Command used and terminal output

cat contigs_shorter_than_r2t_minimum_length.fa contigs_longer_than_r2t_minimum_length.fa > contigs.fa
snakemake --software-deployment-method conda -j 8 -k --configfile demo/config.yml

cat  contigs_longer_than_r2t_minimum_length.fa contigs_shorter_than_r2t_minimum_length.fa > contigs.fa
snakemake --software-deployment-method conda -j 8 -k --configfile demo/config.yml

Relevant files

bug.tar.gz

In this tar'd archive, I include the demo outputs that are "correct" (when the short contigs are concatenated first) and when they're "wrong" (when the long contigs are concatenated first).

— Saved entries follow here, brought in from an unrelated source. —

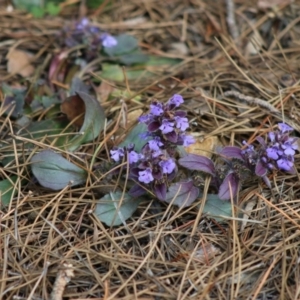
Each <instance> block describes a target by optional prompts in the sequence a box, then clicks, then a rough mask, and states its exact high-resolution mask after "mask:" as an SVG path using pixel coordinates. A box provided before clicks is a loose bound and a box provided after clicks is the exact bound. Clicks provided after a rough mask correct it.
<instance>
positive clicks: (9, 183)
mask: <svg viewBox="0 0 300 300" xmlns="http://www.w3.org/2000/svg"><path fill="white" fill-rule="evenodd" d="M17 180H18V176H11V177H10V179H4V180H1V181H0V195H1V204H2V205H5V206H7V205H9V203H10V202H11V200H12V198H13V197H14V194H15V193H16V192H17V189H15V190H14V184H15V183H16V182H17Z"/></svg>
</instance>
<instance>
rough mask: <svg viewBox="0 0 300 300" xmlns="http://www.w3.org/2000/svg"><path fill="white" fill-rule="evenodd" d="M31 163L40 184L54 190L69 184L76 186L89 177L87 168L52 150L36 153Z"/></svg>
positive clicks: (68, 184)
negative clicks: (87, 173) (87, 174)
mask: <svg viewBox="0 0 300 300" xmlns="http://www.w3.org/2000/svg"><path fill="white" fill-rule="evenodd" d="M31 163H32V165H31V170H32V173H33V175H34V176H35V177H36V179H37V180H38V182H39V183H40V185H42V186H44V187H46V188H50V189H52V190H61V189H63V188H65V187H66V186H67V185H69V186H75V185H78V184H81V183H83V182H85V181H86V179H87V172H86V171H85V170H83V169H81V168H79V167H78V166H76V165H75V164H73V163H71V162H69V161H68V160H67V159H65V158H64V157H62V155H60V154H58V153H55V152H53V151H51V150H44V151H42V152H40V153H38V154H35V155H34V156H33V157H32V158H31Z"/></svg>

These are the github links to the short and long contig files used as inputs for this run: https://github.com/Arcadia-Science/peptigate/blob/main/demo/contigs_longer_than_r2t_minimum_length.fa https://github.com/Arcadia-Science/peptigate/blob/main/demo/contigs_shorter_than_r2t_minimum_length.fa

System information

I ran peptigate on a Linux EC2. Compute specifications are reported here: https://github.com/Arcadia-Science/peptigate?tab=readme-ov-file#compute-specifications

keithchev commented 5 months ago

We chatted offline, but just for the record, I looked into this bug using the files attached above in bug.tar.tz, and I'm almost certain that this problem is due to an order-preservation bug in plm-utils: the order of the rows of the embeddings matrix generated by plmutils embed command do not match the order of the sequences in the input fasta file. Since the embeddings matrix is used to generate the predictions, the result is that the predictions are not matched to the correct sequence IDs in the plmutils_predictions.csv file output by the plmutils_predict rule of the peptigate snakefile.

This bug is fixed in a PR in the plm-utils repo here.